Expert Oracle SQL: Optimization, Deployment, and Statistics (2014)

PART 1. Basic Concepts

CHAPTER 2. The Cost-Based Optimizer

Chapter 1 introduced the CBO. It is the job of the CBO to determine how to set about running your SQL statement. An approach to executing an SQL statement is known as an execution plan, and for very simple statements, there may only be one way to set about doing the task. Therefore, there will only be one possible execution plan. However, for the vast majority of SQL statements, there are different possible execution plans from which the CBO must choose. In English language, optimization means picking the best from a number of options, and in this case the CBO is trying to pick the optimal execution plan from all of the possible plans it identifies.

THE RULE-BASED OPTIMIZER

When the database is mounted but not open, queries cannot use the CBO and the rule-based optimizer (RBO) is used. It is possible to use the RBO in other situations, but since the release of Oracle database 10gR1, the RBO is no longer supported for general purpose use. Therefore, I won’t be discussing the RBO further in this book.
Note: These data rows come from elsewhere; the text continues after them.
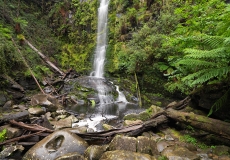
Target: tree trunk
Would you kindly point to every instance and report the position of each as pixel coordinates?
(45, 58)
(201, 122)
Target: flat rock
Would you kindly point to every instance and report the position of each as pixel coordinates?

The vast majority of the CBO’s work revolves around optimizing queries or the subqueries embedded in DML or Data Definition Language (DDL) statements. For DML and DDL statements, there are one or two other things to consider, such as whether to perform direct-path or conventional inserts, but these are normally determined by relatively fixed rules. For the sake of simplicity, I will ignore these and continue on the assumption that the CBO is there purely to optimize queries.
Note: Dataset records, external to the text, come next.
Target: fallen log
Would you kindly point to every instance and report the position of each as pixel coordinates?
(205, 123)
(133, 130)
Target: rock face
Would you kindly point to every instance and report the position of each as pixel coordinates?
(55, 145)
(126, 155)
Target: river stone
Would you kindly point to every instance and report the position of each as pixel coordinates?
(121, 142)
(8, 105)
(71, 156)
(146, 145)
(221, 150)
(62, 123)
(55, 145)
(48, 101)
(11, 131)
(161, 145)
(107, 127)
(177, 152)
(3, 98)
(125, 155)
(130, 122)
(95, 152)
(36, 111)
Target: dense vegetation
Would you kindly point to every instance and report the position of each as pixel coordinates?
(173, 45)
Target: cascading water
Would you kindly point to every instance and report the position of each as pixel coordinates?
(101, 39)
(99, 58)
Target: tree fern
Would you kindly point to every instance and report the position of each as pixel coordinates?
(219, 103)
I begin this chapter with a discussion of the criteria that the CBO uses to determine the optimal execution plan. After that, I’ll introduce the concept of cost, which is how the CBO quantifies the benefits of one plan over another. Finally, I’ll give a brief overview of the process that the CBO uses to identify and cost the set of plans from which it must choose. I’ll return to the topics introduced in this chapter later in the book and go into far more detail.
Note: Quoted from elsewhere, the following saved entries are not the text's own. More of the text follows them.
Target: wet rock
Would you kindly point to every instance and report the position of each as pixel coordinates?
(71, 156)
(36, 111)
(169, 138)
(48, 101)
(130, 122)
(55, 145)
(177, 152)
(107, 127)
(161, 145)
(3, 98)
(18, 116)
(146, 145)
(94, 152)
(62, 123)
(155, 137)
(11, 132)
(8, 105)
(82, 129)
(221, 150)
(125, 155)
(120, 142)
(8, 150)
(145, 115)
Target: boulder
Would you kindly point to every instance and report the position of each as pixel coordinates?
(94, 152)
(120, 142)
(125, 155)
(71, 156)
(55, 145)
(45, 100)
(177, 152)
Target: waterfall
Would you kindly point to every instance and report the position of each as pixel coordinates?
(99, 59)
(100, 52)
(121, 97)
The Optimal Execution Plan

So if optimization is about picking the optimal execution plan, it is important to understand what an optimal execution plan is. Fortunately, or unfortunately, the CBO has a very simple view of what constitutes optimal: the optimal execution plan is the one that runs the quickest. That’s it. Well that’s almost it. If the optimizer is running using one of the FIRST_ROWS optimizer modes, then the optimal plan is the one that returns the first few rows the quickest rather than the one that returns all the rows the quickest. Be that as it may, the point is that the CBO does not encumber itself with concerns about resource consumption and the like. So, for example, if a serial execution plan is estimated to take 4.98 seconds and a plan involving 128 parallel query slaves is estimated to complete in 4.97 seconds, then the CBO will pick the latter! That is, it will do that if you let it. I’ll discuss the optimization process a little later in this chapter, and as part of that discussion I’ll return to the topic of parallel operations.

The Definition of Cost

So if the optimal execution plan is the one that would finish first, then the CBO needs to estimate how long each plan would take to run and then pick the one with the lowest predicted execution time. That estimated execution time is known as the cost of the plan. Now you might assume that the unit of execution time might be nanoseconds, milliseconds, seconds, or some such standard measurement. Unfortunately, for historical reasons, the unit of cost is defined as the length of time that a single block read takes to complete! So, if the CBO thinks that a query will take 5 seconds to run and that a single block read takes 10 milliseconds, then the assigned cost will be 500 as this is 5,000 milliseconds divided by 10 milliseconds.

CBO COST VS. REAL COST

The term cost in this book is used exclusively to refer to the estimate that the CBO makes of how long an SQL statement will take to execute. That estimate, of course, may be inaccurate. It is important to realize that when it comes to tuning, the human optimization process that attempts to better the CBO, the goal is to reduce the actual elapsed time a statement takes to run. It isn’t important how high the CBO cost estimate is as long as the statement runs fast, and similarly you won’t be impressed by a low cost estimate if the statement takes ages to run.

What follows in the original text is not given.